Because each treatment corresponds to a different number of cells, we will use a bootstrap approach to identify indices that are significantly different between conditions. we will bootstrap 2000 cells from the selected bins, then check which bin contains at least 2 times more cells in the reference compared to other treatments. This operation will be repeated 400 times, and any bin that is consistently different in 380 bins will be considered significant.
library(abind)
boot.mat <- lapply(seq(1,N),function(x) {
if (x%/%100==x/100) cat(x,'\n')
# bootstrap hilbert indices
cur.boot <- sample(which(hc %in% boot.ind),
size=ncells,
replace=TRUE)
return(table(factor(hc[cur.boot],levels=boot.ind),
droplevels(fullAnnots[cur.boot,'Treatment'])))
}
)
## 100
## 200
## 300
## 400
boot.mat <- abind(boot.mat,along=3)
boot.log <- log2(boot.mat)
boot.fold <- sweep(boot.log[,-1,],c(1,3),boot.log[,1,])
boot.sign <- sign(boot.fold)
boot.sign[abs(boot.fold)<log2(flim)] <- 0
boot.res <- apply(boot.sign,c(1,2),function(x) table(sign(x))[c('-1','0','1')])
boot.res <- aperm(boot.res,c(2,1,3))
boot.res[is.na(boot.res)] <- 0
dimnames(boot.res)[[2]] <- c('-1','0','1')
After the analysis, the following number of bins are found significant:
sig.res <- apply(boot.res[,c('-1','1'),]>(N*p),c(1,3),any)
sum.sig.res <- cbind(colSums(sig.res),
colSums(treatment.table[boot.ind[rowSums(sig.res)>0],colnames(sig.res)]))
p.cells.sig.res <- lapply(colnames(sig.res),
function(cur.cl) {
x <- treatment.table[boot.ind,cur.cl]
return(sum(x[sig.res[,cur.cl]])/sum(x))
}
)
names(p.cells.sig.res) <- colnames(sig.res)
sum.sig.res <- cbind(sum.sig.res,
round(100*unlist(p.cells.sig.res),0))
colnames(sum.sig.res) <- c('Number of indices',
'Number of Significant cells',
'Percent Significant Cells')
kable(sum.sig.res)
Number of indices | Number of Significant cells | Percent Significant Cells | |
---|---|---|---|
BCR/FcR-XL | 3 | 5817 | 1 |
PMA/Ionomycin | 46 | 3999 | 45 |
vanadate | 47 | 1774 | 30 |
Focusing on BCR/FcR-XL, which are the 3 indices that were found significant?
reference | BCR/FcR-XL | PMA/Ionomycin | vanadate | |
---|---|---|---|---|
2098176 | 1 | 97 | 32 | 0 |
4194304 | 69 | 3 | 7 | 13 |
6291455 | 198 | 14 | 23 | 48 |
Compared to the unstimulated sample, cells are decreasing in 2 bins and increasing in a 3rd one. Based on manual gating, what do these bins correspond to?
cur.treatment <- 'BCR/FcR-XL'
sig.cells <- with(fullAnnots,table(droplevels(Cells[hc %in% boot.ind[sig.res[,cur.treatment]]])))
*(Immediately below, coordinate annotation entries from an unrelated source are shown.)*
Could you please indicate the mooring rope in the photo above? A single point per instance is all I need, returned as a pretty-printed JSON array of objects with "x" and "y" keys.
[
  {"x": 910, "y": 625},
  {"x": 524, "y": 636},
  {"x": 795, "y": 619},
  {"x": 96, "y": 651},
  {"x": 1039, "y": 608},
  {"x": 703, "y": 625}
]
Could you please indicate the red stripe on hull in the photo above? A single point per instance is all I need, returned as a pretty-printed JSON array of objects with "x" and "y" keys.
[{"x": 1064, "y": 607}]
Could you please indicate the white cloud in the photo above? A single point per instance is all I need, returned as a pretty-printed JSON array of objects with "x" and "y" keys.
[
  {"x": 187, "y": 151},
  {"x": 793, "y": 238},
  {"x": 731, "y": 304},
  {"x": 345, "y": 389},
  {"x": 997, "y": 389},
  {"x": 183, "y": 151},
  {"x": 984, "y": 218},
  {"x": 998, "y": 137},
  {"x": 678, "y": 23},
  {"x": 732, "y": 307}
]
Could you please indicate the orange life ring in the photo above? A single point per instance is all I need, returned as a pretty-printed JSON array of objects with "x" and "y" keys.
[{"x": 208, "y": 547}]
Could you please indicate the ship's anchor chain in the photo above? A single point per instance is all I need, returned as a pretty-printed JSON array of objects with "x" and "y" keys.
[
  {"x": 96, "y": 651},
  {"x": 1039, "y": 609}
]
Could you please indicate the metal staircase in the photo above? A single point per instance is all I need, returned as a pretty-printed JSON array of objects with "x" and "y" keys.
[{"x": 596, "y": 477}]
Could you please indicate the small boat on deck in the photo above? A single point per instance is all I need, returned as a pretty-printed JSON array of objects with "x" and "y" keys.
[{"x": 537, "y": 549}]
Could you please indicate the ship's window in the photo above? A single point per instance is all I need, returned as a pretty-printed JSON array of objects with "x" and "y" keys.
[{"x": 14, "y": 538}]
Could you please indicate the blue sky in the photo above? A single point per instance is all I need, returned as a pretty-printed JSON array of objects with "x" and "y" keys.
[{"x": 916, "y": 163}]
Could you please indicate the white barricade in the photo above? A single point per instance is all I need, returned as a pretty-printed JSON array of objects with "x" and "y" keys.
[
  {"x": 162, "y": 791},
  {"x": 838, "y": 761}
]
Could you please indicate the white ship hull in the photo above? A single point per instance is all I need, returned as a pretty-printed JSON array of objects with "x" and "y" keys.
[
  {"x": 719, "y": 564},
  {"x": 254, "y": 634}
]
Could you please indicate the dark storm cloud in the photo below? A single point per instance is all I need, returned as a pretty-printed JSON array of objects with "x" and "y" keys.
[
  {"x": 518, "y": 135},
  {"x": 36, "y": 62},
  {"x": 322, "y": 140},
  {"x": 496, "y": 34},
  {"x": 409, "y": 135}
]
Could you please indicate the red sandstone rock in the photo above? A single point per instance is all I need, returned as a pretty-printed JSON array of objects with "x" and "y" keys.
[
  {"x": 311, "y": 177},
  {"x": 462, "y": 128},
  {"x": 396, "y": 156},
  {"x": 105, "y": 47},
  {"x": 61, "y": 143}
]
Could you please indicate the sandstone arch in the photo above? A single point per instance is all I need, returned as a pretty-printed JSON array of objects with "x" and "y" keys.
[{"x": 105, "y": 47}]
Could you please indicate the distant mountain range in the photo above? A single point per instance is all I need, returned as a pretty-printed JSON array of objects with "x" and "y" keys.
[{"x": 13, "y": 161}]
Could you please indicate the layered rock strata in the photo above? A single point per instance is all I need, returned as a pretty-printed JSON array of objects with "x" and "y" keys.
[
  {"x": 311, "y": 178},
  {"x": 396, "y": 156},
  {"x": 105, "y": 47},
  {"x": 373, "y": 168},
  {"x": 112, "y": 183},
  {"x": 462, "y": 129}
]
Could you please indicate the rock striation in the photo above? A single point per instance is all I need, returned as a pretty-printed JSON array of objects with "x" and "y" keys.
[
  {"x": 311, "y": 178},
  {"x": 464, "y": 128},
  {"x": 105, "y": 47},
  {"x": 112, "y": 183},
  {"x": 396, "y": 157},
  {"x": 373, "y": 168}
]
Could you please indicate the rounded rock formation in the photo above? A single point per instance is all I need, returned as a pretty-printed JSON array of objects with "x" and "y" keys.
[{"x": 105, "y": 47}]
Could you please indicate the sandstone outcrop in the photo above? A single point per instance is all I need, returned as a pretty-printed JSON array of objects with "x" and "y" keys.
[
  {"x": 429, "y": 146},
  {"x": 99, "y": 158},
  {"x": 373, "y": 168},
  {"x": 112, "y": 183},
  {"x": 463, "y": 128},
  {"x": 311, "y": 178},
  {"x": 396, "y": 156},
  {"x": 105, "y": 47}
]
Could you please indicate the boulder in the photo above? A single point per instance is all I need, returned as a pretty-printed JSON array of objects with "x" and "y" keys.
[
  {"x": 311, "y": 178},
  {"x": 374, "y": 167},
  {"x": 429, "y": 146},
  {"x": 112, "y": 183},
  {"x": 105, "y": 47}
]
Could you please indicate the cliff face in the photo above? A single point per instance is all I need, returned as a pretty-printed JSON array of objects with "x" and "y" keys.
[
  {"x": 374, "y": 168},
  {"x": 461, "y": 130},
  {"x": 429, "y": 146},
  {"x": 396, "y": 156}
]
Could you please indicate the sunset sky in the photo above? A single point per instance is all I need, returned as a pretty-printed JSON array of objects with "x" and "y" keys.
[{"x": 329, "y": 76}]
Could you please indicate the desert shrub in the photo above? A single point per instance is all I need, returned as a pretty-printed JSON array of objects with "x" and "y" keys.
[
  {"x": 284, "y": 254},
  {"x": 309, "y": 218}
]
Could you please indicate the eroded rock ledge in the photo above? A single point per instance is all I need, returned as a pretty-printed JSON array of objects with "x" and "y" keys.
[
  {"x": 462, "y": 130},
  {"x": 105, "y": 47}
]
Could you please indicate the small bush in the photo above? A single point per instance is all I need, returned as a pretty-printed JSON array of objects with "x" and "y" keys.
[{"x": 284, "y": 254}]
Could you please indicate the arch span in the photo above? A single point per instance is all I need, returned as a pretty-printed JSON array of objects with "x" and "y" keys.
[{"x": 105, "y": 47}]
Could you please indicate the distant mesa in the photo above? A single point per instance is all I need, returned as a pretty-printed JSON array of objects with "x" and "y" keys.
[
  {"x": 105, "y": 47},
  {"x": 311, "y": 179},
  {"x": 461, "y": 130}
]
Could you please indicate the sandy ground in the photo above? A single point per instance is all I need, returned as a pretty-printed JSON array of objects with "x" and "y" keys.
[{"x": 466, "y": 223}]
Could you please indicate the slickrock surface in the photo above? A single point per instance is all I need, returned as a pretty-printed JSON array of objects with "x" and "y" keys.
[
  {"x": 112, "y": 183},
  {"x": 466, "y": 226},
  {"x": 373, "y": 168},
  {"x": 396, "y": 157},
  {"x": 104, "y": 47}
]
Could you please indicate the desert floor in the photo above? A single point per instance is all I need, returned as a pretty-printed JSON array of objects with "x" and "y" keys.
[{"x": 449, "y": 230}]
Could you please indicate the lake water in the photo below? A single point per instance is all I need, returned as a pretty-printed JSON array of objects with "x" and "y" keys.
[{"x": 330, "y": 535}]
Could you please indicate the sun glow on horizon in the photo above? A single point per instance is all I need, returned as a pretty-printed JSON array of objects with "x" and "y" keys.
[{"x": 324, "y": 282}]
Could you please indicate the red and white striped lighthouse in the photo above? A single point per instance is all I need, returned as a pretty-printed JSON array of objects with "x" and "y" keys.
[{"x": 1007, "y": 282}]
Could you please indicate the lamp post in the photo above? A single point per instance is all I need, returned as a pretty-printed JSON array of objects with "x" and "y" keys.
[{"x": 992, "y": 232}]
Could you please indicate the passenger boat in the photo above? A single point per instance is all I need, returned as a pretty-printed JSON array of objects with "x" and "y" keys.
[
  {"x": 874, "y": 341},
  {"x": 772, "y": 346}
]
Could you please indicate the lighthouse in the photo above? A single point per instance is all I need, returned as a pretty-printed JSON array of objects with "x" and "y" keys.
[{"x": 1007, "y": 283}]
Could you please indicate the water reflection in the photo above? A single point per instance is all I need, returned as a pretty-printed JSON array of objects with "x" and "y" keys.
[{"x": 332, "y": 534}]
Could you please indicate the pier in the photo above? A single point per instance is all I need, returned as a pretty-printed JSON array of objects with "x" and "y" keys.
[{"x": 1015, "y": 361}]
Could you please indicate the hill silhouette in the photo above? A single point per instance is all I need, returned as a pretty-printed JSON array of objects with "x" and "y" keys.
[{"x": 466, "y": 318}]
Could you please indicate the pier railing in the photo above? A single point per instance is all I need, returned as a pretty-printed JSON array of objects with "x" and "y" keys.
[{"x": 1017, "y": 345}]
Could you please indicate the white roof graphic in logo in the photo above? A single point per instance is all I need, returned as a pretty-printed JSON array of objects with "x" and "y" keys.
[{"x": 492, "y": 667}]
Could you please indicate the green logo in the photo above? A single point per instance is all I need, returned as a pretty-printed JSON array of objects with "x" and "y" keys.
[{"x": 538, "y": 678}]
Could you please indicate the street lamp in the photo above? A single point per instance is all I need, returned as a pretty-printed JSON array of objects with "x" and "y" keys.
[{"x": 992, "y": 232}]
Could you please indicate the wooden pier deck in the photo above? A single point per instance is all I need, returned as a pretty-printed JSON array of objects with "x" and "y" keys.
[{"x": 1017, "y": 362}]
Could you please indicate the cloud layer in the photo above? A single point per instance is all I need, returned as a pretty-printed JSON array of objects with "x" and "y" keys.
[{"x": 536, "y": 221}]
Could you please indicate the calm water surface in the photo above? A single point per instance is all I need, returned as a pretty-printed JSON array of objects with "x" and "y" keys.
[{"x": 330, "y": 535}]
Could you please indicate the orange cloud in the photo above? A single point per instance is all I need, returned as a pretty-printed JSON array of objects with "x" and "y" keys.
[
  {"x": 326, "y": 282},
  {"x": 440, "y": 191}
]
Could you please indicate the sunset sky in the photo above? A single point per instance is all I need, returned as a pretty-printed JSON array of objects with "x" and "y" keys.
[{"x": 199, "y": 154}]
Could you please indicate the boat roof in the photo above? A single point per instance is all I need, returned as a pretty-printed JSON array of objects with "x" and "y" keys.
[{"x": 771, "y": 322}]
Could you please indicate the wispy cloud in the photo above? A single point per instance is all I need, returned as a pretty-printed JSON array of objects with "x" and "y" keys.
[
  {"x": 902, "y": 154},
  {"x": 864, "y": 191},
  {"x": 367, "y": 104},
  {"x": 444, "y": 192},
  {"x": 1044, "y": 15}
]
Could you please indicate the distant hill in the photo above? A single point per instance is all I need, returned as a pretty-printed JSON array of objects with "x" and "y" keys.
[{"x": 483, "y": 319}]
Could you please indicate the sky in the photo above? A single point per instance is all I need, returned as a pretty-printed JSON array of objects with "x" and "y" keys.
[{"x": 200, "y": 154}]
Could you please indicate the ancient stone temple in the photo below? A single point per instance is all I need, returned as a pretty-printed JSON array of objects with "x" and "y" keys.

total.sig.cells <- with(fullAnnots,table(droplevels(Cells[Cells %in% names(sig.cells) &
hc %in% boot.ind])))
treatment.sig.cells <- with(fullAnnots,
table(droplevels(Cells[hc %in% boot.ind[sig.res[,cur.treatment]] &
Treatment==cur.treatment])))
treatment.total.cells <- with(fullAnnots,
table(droplevels(Cells[Cells %in% names(sig.cells) &
hc %in% boot.ind &
Treatment==cur.treatment])))
sum.sig.cells <- cbind(sig.cells,
total.sig.cells,
round(100*sig.cells/total.sig.cells),
treatment.sig.cells,
treatment.total.cells,
round(100*treatment.sig.cells/treatment.total.cells))
colnames(sum.sig.cells) <- c('Number of Significant Cells',
'Total number of Cells',
'Percent of Total',
paste('Number of Signigicant Cells in',cur.treatment),
paste('Number of Cells in',cur.treatment),
paste('Percent of',cur.treatment))
kable(sum.sig.cells)
Number of Significant Cells | Total number of Cells | Percent of Total | Number of Signigicant Cells in BCR/FcR-XL | Number of Cells in BCR/FcR-XL | Percent of BCR/FcR-XL | |
---|---|---|---|---|---|---|
igm- | 30 | 288 | 10 | 23 | 119 | 19 |
igm+ | 475 | 1373 | 35 | 91 | 320 | 28 |
All the cells that are found significant are B cells, and they represent a large fraction of all B cells in the BCR/FcR-XL sample, even when only taking the bootstrapped indices into account.